# Gif



## Knock out (Jan 1, 2007)

could someone make me a gif avatar of when roger huerta and Leonard Garcia went onto their knees after their fight


----------



## CroCopPride (Jan 13, 2007)

ask trey b hes a pimp


----------



## Hughesfan2791 (Oct 5, 2006)

I don't think he will make one... All the file sizes have been changed. IF you read the custom avatar thread, says something like. You need to buy an account for one to be made. Correct if im wring Trey if you read this.


----------



## T.B. (Jul 4, 2006)

Alright...here's the deal.

I no longer make animated .gif avatars for non-paid members of the forum, period. It's one of the perks that comes along with paid membership. If you're just a registered member, you'll have to find someone else to make one for you. It slows the forum down *way* too much when almost EVERY member is sporting an .gif animation in their avatar slot, know what I mean?

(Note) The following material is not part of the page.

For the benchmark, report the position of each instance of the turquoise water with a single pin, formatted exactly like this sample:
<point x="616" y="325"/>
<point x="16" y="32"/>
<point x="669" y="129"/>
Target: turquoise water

Secondly, as Hughesfan2791 stated....size limits for avatars have drastically changed. So, you'll be pretty hard-pressed to find someone who can make you a good .gif image, while keeping it under forum limits.


----------



## cabby (Sep 15, 2006)

TREY B. said:


> Alright...here's the deal.
> 
> I no longer make animated .gif avatars for non-paid members of the forum, period. It's one of the perks that comes along with paid membership. If you're just a registered member, you'll have to find someone else to make one for you. It slows the forum down *way* too much when almost EVERY member is sporting an .gif animation in their avatar slot, know what I mean?
> 
> Secondly, as Hughesfan2791 stated....size limits for avatars have drastically changed. So, you'll be pretty hard-pressed to find someone who can make you a good .gif image, while keeping it under forum limits.


UGH U SUCK It's true though, it does slow things down around here. I have to wait 3 times as long at my girl's house to view the forum because of the bad ISP they have:thumbsdown:


----------